Immediate action. Betty J. Dong, a professor of clinical pharmacy for the University of California, San Francisco (UCSF), said her medical center’s infection control department created a SARS Web site within days after WHO issued its global alert.
UCSF issued its first set of SARS guidelines on April 3 for its health care workers, she added.
Dong’s health system was fortunate, she said, because many public health personnel work in UCSF’s system and were able to share up-to-date information.
UCSF held a SARS informational presentation for its health care staff on May 7, Dong said. The event was simulcast to the system’s various facilities and videotaped for workers who could not attend the session, she added.
B. Joseph Guglielmo, vice chair of UCSF’s clinical pharmacy department, said his facility had one probable case of SARS as of mid-May.
The patient, who resided in the San Francisco Bay area, had recently visited Hong Kong, he said.
Because the patient had cancer and heart disease, Guglielmo noted, it was difficult to determine a diagnosis at first. But, he added, because of the patient’s travel history, respiratory symptoms, and fever, the hospital took immediate precautions and isolated the patient.
The patient was treated with doxycycline and ceftriaxone, Guglielmo said, noting that UCSF was awaiting the results of tests that would confirm whether this was a SARS case.
Scarborough’s Hau said her pharmacy has initiated a policy to discard unused drug products that have been delivered to a care unit with SARS patients.
If an expensive injectable drug was delivered to the nursing unit but did not come in close contact with a SARS patient or the patient’s room, the pharmacy would consider sterilizing the drug, she said.

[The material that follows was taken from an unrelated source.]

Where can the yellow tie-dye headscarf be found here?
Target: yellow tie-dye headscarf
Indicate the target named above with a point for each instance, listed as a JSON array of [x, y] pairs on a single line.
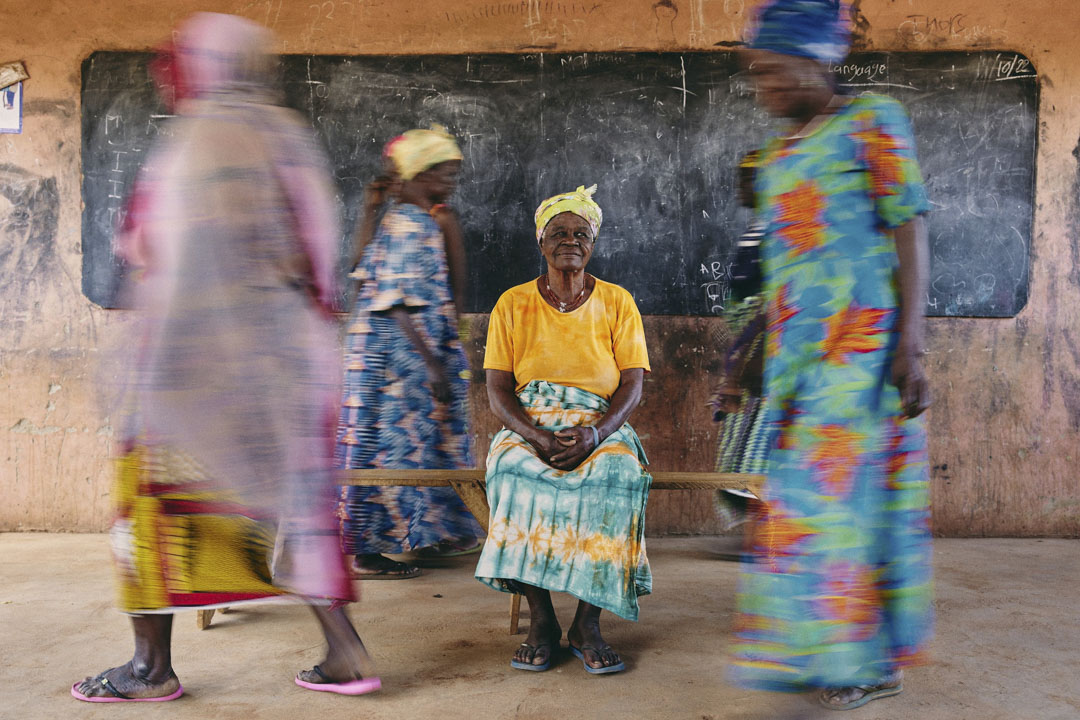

“But with the cheaper drugs, whether they got near the patient or not, we just throw them out because it is not worth the risk” of contamination, she said.
Another precaution her pharmacy has taken, when possible, is to counsel SARS patients by phone about their medications rather than in person to avoid possible exposure.
“But we want to make sure we are providing the same quality of care to our SARS patients as any other patient. We don’t want them to feel even more isolated,” she said. “So if a patient requests that a pharmacist speak to them in person, then we will do that. But we take very strict precautions.”